Off the Ropes was a professional wrestling television program for Kiwi Pro Wrestling (KPW).  The show debuted on Prime TV in New Zealand on 15 November 2009.

Show history
In October 2009, KPW announced the launch of a flagship TV show on its website and that the show was to be named Off the Ropes.   Later that month, the commencement date and transmission time of the show were announced.

KPW management made the decision to name the show Off the Ropes so that the title format would be similar to Steve Rickard's famous New Zealand professional wrestling TV programme On The Mat, broadcast some 25 years earlier.

The show is significant in New Zealand professional wrestling history in that Off the Ropes is the first show featuring New Zealand professional wrestling show to be broadcast on a nationally available free-to-air television channel since On The Mat ceased transmission by South Pacific Pictures circa 1984.

Off the Ropes began transmission of its 13-episode first season on Sunday 15 November 2009.

Show format
The show aired every Sunday at 1:30 pm – 2:00pm on Prime Television New Zealand, a free-to air national television network.  Each episode was approximately 24 minutes in length (produced for a 30-minute time-slot) and featured usually two matches (two singles matches, or one singles match and one tag team match), wrestler interviews in the Backstage Pass segment hosted by KPW staff member Ilex Bell, and backstage vignettes that reveal more of the wrestlers' personality and motivations.

On-air performers

Champions

KPW Heavyweight Championship

KPW Tag Team Championship

Authority figures
 KPW CEO Rip Morgan
 KPW GM Terry the Golden Greek
 Mr Rumble

Referees
 Head Referee Daniel Martins
 Mark Freemantle

Commentators
 Blair the Flair
 The Wonderful Wilba Force

Recurring segments
Backstage Pass, host by Ilex Bell

Appearances in other media

Print and other media
Off the Ropes was previewed and promoted in the National Business Review on 25 September 2009,
the Otago Daily Times on 6 October 2009 and also on 13 October 2009, the New Zealand TV Guide on 5 November 2009, the Truth on 13 November 2009, the Herald on 14 November 2009 and also on and 25 September 2009, the New Zealand Listener on 14 November 2009, The Sunday Star-Times on 15 November 2009 and the Sunday News on 15 November 2009.
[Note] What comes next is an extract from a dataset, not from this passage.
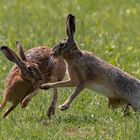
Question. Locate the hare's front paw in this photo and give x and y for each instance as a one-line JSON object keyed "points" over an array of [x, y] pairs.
{"points": [[45, 86], [64, 107], [51, 111], [25, 102]]}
Off the Ropes was also promoted on the New Zealand website Throng on 25 September 2009 and on 15 November 2009.

Wrestlers' interviews
KPW mainstay H-Flame was also the subject of a cover story for the internationally distributed Fire & Rescue, the official New Zealand Fire service magazine, and was also featured in the Wanganui Chronicle on 6 November 2009, and the New Zealand Herald on 2 November 2009.

KPW wrestler the Technician was interviewed by the Waikato Times on 11 November 2009.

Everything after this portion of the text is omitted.